El bicho se abrió paso en mi vagina como si un gigante intentara colarse por una diminuta tubería. Un dolor agudo se fundió con el placer del orgasmo que aún me embargaba. El grueso miembro puso a prueba la elasticidad de mi entrada. Necesité agarrarme con más fuerza a sus hombros, gimiendo dolorida mientras notaba como su pollón me partía en dos.
Cuando noté como la punta presionaba sobre el fondo, agradecí con un suspiro el final de aquel tormento. Pero otro, mucho más doloroso, comenzó. Su gigantesca polla inició un bombeo inclemente. Soltaba pequeños grititos cada vez que su glande presionaba sobre el final de mi vagina. Y Francisco parecía complacido en ello pues me sonreía ufano, divertido.
Nuestras miradas convergían de vez en cuando, cuando notaba como los ramalazos de dolor se tornaban insoportables o cuando ligeras pizcas de placer asomaban a mis labios y mentón contraídos.
Cuando aceleró los empellones, en busca del orgasmo, me creí morir.
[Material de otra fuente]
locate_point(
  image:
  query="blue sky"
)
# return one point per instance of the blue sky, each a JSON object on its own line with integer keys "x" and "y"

No podía evitar soltar gemidos de dolor y ello provocaba aún más a Francisco, que se empeñaba en hundir con mayor firmeza su pollón en mi desgraciado coño.
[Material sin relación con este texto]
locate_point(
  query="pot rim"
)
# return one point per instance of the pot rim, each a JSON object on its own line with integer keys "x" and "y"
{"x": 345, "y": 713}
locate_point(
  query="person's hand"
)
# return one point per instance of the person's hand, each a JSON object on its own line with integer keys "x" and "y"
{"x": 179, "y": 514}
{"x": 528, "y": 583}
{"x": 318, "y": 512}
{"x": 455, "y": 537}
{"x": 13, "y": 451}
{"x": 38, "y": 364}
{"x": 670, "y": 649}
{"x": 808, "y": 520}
Noté como se venía y el semen regaba mi interior. Francisco respiró con fuerza sobre mi cuello mientras el orgasmo le hacía respirar con fuerza.
Nos tomamos unos segundos de descanso, apoyándonos en la pared del pasillo, intentando que nuestras respiraciones se aquietaran. Notaba como su semen se escurría de mi entrada y discurría sobre un muslo en un reguero.
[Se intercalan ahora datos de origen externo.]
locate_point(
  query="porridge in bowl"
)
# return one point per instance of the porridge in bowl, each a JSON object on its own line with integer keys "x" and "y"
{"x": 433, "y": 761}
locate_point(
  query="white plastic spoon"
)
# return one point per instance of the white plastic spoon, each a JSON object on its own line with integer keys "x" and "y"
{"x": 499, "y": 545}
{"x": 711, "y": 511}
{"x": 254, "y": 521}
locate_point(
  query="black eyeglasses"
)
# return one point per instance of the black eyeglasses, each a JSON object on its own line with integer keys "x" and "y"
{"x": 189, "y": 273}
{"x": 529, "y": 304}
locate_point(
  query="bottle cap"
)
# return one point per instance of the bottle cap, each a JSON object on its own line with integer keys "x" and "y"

Entramos ambos al servicio sin dirigirnos la palabra. Me senté a horcajadas sobre el bidet y me lavé los genitales mientras Francisco hacía lo mismo sobre el lavabo. Me notaba los labios externos enrojecidos y, al contacto del agua fría, sentí un alivio inmediato. La gran cantidad de semen derramada dentro de mí se me escurría en mi posición y necesité varios minutos hasta notar como ya no goteaba nada de mi coño.
-Creo que eres la primera mujer que me usa el bidet. Ni siquiera había comprobado si funcionaba el grifo.
Le miré componiendo una sonrisa vergonzosa, ocultando los pinchazos de dolor que su pollón había dejado en mi interior. Después de compartir un polvo no era cuestión de aparentar remilgos mientras, sentada a horcajadas sobre la loza, limpiaba mis genitales.
Nos terminamos de asear ambos frente al espejo. Nuestras miradas confluían en ocasiones a través de nuestro reflejo.
Salimos después a la fiesta, con el margen de un minuto para no despertar sospechas. Cuando andaba, me notaba la entrepierna aún dolorida. Una molesta sensación en las tripas me recordaba con frecuencia la dolorosa pero intensa experiencia y me notaba las mejillas enrojecer, preguntándome si alguien se daría cuenta.
Teresa me abordó de repente.
-¿Dónde estabas, Isabel? Te has perdido lo mejor. Paco, el de Contratos, acaba de contar un chiste buenísimo. Aún me duele el pecho de la risa.
A mí me dolía otra parte del cuerpo.
-Estaba pensando en lo de antes, Teresa.
-¿El qué?
-Lo de los recortes.
-¿Y qué has pensado? -susurró Teresa tras una pausa en la que recuperó la seriedad.
-Que habrá que currar el doble para no irse a la puta calle.